全国紙のスポーツ担当記者は「eスポーツの選手というべきか、ゲーマーというべきか。境目があるわけではなく表現が難しい」と語る。直接体をぶつけ合ったり同じ場所でプレイする競技ではないが、同時に別の場所から参加することができ、瞬発力や判断力が求められる点はスポーツと言えなくもない。この記者によると、「eスポーツを五輪競技にするべきかどうかの議論は国際オリンピック委員会(IOC)でも進められている。現時点では否定的な意見が強いが、パラリンピックでの実施はどうかという議論もあり注目されている」という。

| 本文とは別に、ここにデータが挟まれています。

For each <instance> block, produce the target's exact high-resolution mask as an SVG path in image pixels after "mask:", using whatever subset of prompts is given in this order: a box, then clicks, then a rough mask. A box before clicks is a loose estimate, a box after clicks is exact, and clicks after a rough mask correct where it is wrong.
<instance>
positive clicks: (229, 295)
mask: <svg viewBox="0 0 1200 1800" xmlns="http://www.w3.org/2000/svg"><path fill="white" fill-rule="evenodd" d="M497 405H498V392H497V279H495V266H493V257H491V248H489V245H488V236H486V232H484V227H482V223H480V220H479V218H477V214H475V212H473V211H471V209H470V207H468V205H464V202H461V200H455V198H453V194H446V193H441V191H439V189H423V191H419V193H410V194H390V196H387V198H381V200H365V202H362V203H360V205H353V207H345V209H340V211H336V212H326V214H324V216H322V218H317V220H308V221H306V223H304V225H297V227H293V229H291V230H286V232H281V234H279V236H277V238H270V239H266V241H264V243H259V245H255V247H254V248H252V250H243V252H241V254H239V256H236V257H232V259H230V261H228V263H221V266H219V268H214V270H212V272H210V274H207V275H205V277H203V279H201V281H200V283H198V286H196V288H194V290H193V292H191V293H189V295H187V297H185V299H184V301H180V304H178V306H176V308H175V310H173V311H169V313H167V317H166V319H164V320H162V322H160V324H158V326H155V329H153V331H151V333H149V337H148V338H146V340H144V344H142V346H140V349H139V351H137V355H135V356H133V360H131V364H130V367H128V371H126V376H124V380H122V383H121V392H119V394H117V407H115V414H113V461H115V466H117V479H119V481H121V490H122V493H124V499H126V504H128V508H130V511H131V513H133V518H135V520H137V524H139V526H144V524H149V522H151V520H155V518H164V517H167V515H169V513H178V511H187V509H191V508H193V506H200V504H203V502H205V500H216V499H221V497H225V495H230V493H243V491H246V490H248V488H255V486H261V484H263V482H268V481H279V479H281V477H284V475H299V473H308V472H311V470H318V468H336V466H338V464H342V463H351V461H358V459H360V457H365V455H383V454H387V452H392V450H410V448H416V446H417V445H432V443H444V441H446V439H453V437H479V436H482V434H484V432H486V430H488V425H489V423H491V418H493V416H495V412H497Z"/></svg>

確かに、高齢であっても体に障害があっても外出が難しくても、パソコンやコントローラーを動かせれば関係なく楽しめるのがeスポーツだ。この先、センサーを利用した「センシング技術」によって、目や口の動きで操作できるeゲームが誕生するかもしれない。そうなれば、寝たきりの人、手足を動かせない人もプレイできる可能性が高まる。「運動能力が高くなくても勝負に勝てる可能性がある。スポーツは苦手だと思っていた人にも門戸を広げるという意味で、ゲームのスポーツ化は悪くないと思う」(同記者)。障害のある選手とない選手が同じゲームで競い合うことも可能で、「オリンピックとパラリンピックの垣根を取り払う可能性がある」と肯定的な意見もある。
ただ、プロの選手になるためには相当長いプレイ時間が必要となることは間違いなく、依存症のリスクは高まる。健康を促進する目的で行うスポーツで健康を損なうことはあってはならず(もっともスポーツ選手は怪我が付き物だが)、依存症のリスクを低減させながらゲームを上達させる方策が必要となるだろう。
ゲーム障害の患者は、食事をとらない、家に引きこもる、朝起きられないなどの生活上の問題を抱えることが多い。プロスポーツであれば、コーチが練習時間や方法を制限したりアドバイスしたりするわけで、eスポーツでもコーチが必要となるかもしれない。
前出のスポーツ担当記者は「プロのスポーツ選手は、自分のベストパフォーマンスを出すためコンディションを調整するのがうまい。eスポーツも同様に、プロを目指すなら自分で自分をコントロールすることが大事だ」とアドバイスしている。